Me and Hubby are 28 and been TTC for 7 years. Decided to adopt 6 months ago and been preparing ourselves.
Really excited as we officially sent off our forms of interest to LA and an agency last week. Cant wait to hear back!
Wonderer ed if there is anyone else in Wiltshire or using CCS?
Thanks everyone xx


----------



## Mumanddad (Apr 6, 2014)

Hey didn't want to read and run, congratulations on making the decision to adopt I hope you have a wonderful adoption journey. 
Big hugs Becky x x


----------



## Nicola30 (Jun 13, 2011)

Welcome to planet adoption!
You'll find answers to all of your questions somewhere on here, there are some good threads already started you might find useful, especially for those just starting the journey.

Wishing you much luck X


----------



## Mrsm291 (Jul 20, 2015)

Hi Ashtoreth,
Congratulations on your decision - exciting times ahead for you!
I am actually based in Wiltshire! And we did look at using CCS, everyone there seemed really lovely. We were really torn between them and another VA. However, CCS gave us the training dates that they next had available if we were to go ahead with them and they were months away! We were far too impatient to wait so we went with the other agency. We were approved at the beginning of November having started the process in April, and we are now linked with a sibling group. 
x


----------



## Darmum (Nov 24, 2015)

Hi Ashtoreth, 
I'm in South West and have attended CCS's info day. I know someone who adopted a sibling group from CCS and according to them, the training sessions and after care provided to them are excellent! All the staff I met at the initial meeting and info day were really friendly and efficient, too. 
We decided to go with our LA at the end for a geographical reason and also we wanted to go for FtA route, but I'm sure that CCS would've been excellent. Have you made the decision yet?

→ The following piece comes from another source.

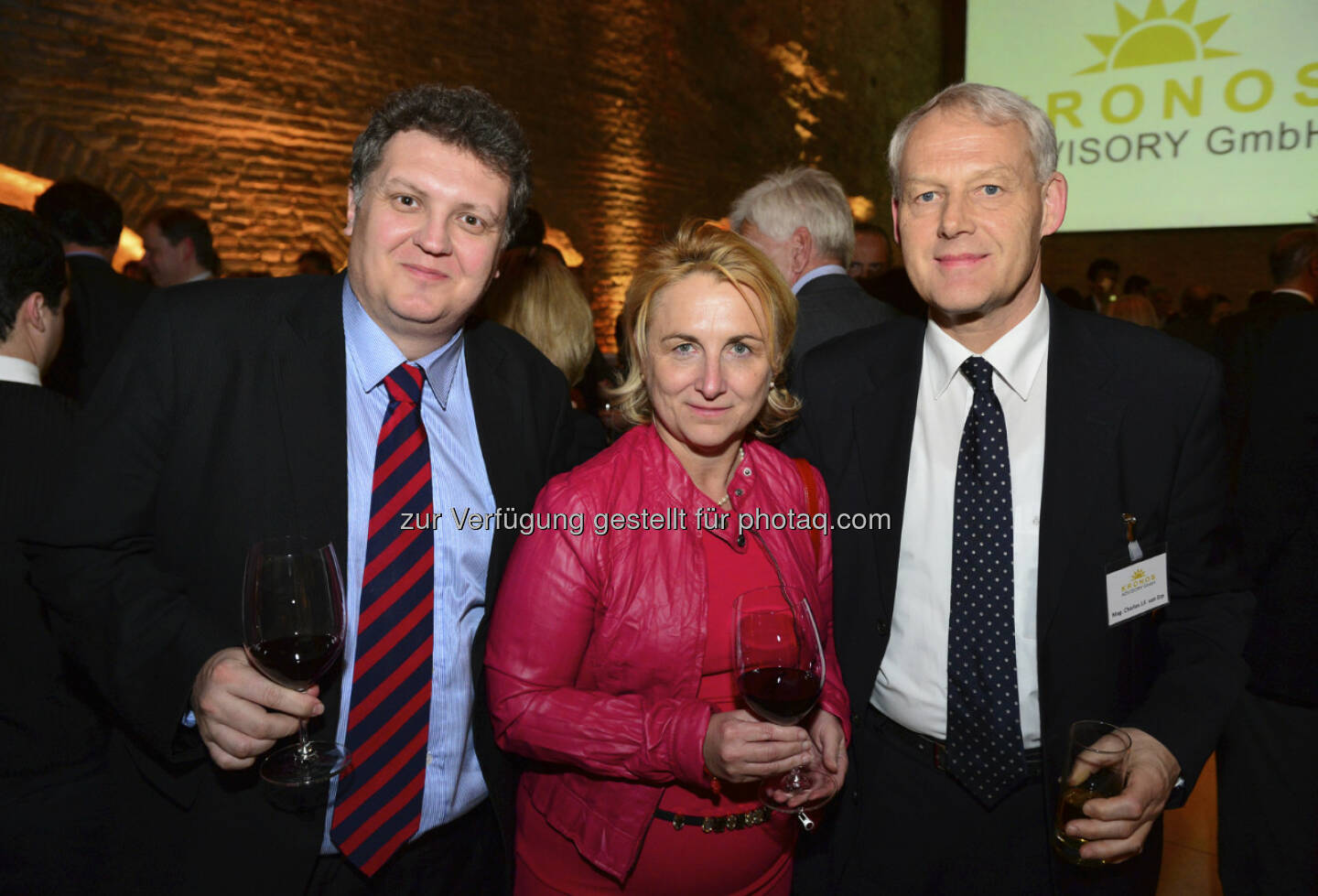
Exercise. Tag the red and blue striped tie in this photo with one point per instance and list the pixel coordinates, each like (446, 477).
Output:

We had initial home visit by LA SW in November, submitted our ROI just before Christmas and are now sorting out timings for stage one. 
All very exciting! Let's enjoy the process! 


Hi Mrsm291,
Congratulations on your linking, that sounds very quick! I hope we can meet our own LOs soon, too!


----------



## Mrsm291 (Jul 20, 2015)

Hi Darmum,
Yes we were shocked at how quickly we were linked. We had a visit from the childrens social worker and family finder last week and now have a matching information meeting with a load of people (including their foster carers) for the end of February. Scary! Still early days we know but we're feeling very hopeful. 

Good luck with your process - and do enjoy it. I really enjoyed both stage 1 and stage 2. 

All the best. x


----------